# Request for full MS! Then ten minutes later another agent rejected the same full ...



## Turniphead (May 31, 2017)

Hi

This is like a rollercoaster on LSD - very crazy. I looked at my inbox and there was a full request for my new novel from a well known agency; so I was overjoyed and was just about to celebrate and go and by the champagne when I noticed an email from a different agent (very big) rejecting my full, saying it wasn't quite right for them. 

This must break some records somewhere along the line. So I was super up for literally ten minutes when I got a request for a full MS, then ......... disaster - my initial full was rejected by the other guys.

So now I'm a bit depressed - having two fulls out there was amazing after sending out 13 manuscripts. And now it's only 1. 

I guess I'm doing something right and politely asked the guy who rejected me why it didn't 'fit with him'.

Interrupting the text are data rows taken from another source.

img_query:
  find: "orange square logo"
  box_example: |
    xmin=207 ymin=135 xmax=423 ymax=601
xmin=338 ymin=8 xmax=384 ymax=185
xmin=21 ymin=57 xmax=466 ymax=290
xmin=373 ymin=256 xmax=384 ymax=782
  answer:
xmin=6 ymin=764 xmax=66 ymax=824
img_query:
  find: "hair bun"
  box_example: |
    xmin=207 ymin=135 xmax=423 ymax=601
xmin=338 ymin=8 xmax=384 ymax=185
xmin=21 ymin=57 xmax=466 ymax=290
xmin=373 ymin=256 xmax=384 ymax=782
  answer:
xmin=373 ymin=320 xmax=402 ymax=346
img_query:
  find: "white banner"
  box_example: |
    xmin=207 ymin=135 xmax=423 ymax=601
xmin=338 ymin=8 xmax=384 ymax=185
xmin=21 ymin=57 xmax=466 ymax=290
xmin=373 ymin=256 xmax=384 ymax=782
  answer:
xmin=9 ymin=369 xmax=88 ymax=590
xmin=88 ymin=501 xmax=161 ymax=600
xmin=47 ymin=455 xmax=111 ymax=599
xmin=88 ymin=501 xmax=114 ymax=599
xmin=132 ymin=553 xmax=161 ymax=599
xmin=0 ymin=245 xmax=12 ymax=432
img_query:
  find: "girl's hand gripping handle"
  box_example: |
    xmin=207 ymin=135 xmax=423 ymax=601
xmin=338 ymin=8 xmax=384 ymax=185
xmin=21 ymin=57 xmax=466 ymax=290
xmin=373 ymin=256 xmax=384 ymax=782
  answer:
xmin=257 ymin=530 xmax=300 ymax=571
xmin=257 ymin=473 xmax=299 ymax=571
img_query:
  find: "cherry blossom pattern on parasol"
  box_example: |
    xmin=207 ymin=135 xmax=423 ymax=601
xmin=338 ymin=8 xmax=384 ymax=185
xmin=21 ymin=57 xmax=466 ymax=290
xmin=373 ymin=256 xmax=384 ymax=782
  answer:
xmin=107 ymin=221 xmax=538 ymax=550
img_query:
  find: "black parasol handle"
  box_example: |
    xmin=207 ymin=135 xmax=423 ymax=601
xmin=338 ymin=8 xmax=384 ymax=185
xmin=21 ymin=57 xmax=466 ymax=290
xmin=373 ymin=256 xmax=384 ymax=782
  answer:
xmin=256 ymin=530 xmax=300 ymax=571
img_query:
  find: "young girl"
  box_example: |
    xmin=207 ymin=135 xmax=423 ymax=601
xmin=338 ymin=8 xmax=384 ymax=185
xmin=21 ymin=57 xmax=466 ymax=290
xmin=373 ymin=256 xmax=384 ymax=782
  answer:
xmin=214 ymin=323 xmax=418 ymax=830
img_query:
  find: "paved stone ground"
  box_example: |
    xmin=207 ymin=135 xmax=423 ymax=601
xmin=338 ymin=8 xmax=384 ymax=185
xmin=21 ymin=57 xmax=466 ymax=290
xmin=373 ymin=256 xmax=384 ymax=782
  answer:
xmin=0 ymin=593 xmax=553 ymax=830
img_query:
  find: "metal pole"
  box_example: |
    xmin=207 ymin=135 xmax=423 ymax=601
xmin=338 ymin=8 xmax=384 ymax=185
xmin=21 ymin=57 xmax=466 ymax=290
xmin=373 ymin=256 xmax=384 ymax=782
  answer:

I used to love playing poker and to be honest, trying to get a book published is very similar in terms of the emotional ups and downs - there just isn't enough valium in the world to calm me down right now - but hey, I'm a writer, so it would make a good short story. Oh well back to sending out the MS. Whenever I get a rejection I always respond to it by sending more out there.


Bit downhearted though.

Turnip


----------



## Phil Istine (May 31, 2017)

Even with that, you have got further than most.


----------



## Turniphead (May 31, 2017)

Thanks a lot. But it still feels like the air is popped from my balloon ......... oooooo sinking balloon.

:sulkiness:


----------